Formic acid was long considered a chemical compound of only minor interest in the chemical industry. In the late 1960s, however, significant quantities became available as a byproduct of acetic acid production. It now finds increasing use as a preservative and antibacterial in livestock feed.
Formic acid is readily metabolized and eliminated by the body. Nonetheless, it has specific toxic effects; the formic acid and formaldehyde produced as metabolites of methanol are responsible for the optic nerve damage, causing blindness, seen in methanol poisoning. Some chronic effects of formic acid exposure have been documented. Some experiments on bacterial species have demonstrated it to be a mutagen. Chronic exposure in humans may cause kidney damage. Another possible effect of chronic exposure is development of a skin allergy that manifests upon re-exposure to the chemical.

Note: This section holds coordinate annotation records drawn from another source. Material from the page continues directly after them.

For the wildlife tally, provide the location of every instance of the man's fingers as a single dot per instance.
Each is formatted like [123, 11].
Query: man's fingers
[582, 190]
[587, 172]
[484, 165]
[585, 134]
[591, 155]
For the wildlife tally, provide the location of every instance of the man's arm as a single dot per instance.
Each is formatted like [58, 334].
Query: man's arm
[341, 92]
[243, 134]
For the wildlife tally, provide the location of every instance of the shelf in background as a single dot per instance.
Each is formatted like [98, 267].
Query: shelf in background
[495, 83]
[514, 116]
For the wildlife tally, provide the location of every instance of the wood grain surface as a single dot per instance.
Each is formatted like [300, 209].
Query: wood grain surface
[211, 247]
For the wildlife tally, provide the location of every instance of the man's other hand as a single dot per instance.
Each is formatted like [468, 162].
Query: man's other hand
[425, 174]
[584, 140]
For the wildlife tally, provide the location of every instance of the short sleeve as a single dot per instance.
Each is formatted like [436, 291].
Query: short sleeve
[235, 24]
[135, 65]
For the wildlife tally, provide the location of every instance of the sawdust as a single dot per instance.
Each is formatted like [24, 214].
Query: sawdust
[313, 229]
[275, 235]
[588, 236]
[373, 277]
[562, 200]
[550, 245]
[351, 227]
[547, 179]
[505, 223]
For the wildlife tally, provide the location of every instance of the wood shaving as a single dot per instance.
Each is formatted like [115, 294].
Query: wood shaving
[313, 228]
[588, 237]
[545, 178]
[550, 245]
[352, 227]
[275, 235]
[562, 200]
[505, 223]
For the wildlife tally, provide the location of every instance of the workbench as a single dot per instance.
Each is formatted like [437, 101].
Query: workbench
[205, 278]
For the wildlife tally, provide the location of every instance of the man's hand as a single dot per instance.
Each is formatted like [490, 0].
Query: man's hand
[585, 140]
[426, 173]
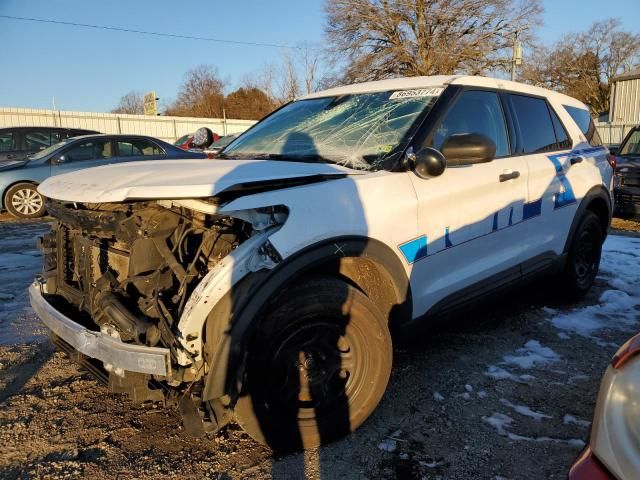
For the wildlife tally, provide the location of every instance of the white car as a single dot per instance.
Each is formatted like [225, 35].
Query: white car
[264, 286]
[613, 451]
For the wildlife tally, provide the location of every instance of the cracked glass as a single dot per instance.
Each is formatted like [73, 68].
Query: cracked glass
[362, 131]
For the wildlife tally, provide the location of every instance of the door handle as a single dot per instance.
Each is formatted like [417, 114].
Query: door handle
[509, 176]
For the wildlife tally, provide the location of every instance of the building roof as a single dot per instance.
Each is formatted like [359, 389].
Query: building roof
[441, 81]
[630, 75]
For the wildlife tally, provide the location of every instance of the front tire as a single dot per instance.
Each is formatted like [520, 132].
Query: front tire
[318, 366]
[23, 201]
[583, 260]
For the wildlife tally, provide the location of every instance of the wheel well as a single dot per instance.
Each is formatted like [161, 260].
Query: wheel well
[601, 209]
[372, 279]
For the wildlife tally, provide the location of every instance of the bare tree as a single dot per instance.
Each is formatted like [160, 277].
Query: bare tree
[131, 102]
[310, 64]
[201, 94]
[582, 64]
[248, 103]
[385, 38]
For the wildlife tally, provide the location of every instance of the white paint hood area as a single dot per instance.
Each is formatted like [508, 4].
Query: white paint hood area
[174, 179]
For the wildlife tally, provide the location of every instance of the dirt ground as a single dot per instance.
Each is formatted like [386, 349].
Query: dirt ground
[507, 392]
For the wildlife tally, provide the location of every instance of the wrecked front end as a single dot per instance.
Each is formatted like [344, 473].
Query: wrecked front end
[117, 281]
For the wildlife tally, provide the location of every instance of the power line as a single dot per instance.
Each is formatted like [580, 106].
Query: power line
[157, 34]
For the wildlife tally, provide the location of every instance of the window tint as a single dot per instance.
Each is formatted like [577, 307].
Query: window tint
[561, 134]
[632, 145]
[39, 140]
[7, 142]
[138, 147]
[585, 123]
[535, 124]
[95, 150]
[475, 112]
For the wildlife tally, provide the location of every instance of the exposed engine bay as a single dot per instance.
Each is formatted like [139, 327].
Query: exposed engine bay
[128, 269]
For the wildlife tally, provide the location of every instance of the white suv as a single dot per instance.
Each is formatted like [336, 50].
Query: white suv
[263, 285]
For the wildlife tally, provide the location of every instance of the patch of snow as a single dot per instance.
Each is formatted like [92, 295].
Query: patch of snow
[570, 419]
[499, 373]
[524, 410]
[532, 354]
[431, 463]
[388, 445]
[617, 308]
[501, 422]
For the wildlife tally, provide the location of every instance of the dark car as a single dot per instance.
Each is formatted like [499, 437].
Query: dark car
[627, 178]
[19, 178]
[16, 143]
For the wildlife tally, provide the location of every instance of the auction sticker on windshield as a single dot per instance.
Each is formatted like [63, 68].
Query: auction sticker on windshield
[418, 92]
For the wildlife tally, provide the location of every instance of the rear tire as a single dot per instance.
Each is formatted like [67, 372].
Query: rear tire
[318, 366]
[23, 201]
[583, 260]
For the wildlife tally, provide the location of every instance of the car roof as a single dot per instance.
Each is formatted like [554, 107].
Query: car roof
[47, 127]
[115, 136]
[405, 83]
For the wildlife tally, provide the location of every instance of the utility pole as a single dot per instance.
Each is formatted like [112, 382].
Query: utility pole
[516, 55]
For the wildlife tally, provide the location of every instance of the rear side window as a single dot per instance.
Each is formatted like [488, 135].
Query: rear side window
[561, 134]
[40, 139]
[585, 123]
[535, 124]
[632, 145]
[95, 150]
[7, 142]
[138, 148]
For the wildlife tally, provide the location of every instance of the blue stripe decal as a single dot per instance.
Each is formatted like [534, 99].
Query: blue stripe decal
[414, 250]
[565, 196]
[447, 240]
[531, 209]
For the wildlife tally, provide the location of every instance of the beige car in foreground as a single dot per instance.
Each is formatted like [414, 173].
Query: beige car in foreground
[614, 449]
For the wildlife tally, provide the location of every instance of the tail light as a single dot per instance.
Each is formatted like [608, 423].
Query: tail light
[625, 352]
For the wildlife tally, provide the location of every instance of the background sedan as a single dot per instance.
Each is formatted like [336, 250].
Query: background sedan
[19, 179]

Concentrated formic acid slowly decomposes to carbon monoxide and water, leading to pressure buildup in the containing vessel. For this reason, 98% formic acid is shipped in plastic bottles with self-venting caps.
The hazards of solutions of formic acid depend on the concentration. The following table lists the EU classification of formic acid solutions:
|Concentration (weight percent)||Classification||R-Phrases|
Formic acid in 85% concentration is flammable, and diluted formic acid is on the U.S. Food and Drug Administration list of food additives. The principal danger from formic acid is from skin or eye contact with the concentrated liquid or vapors. The U.S. OSHA Permissible Exposure Level (PEL) of formic acid vapor in the work environment is 5 parts per million parts of air (ppm).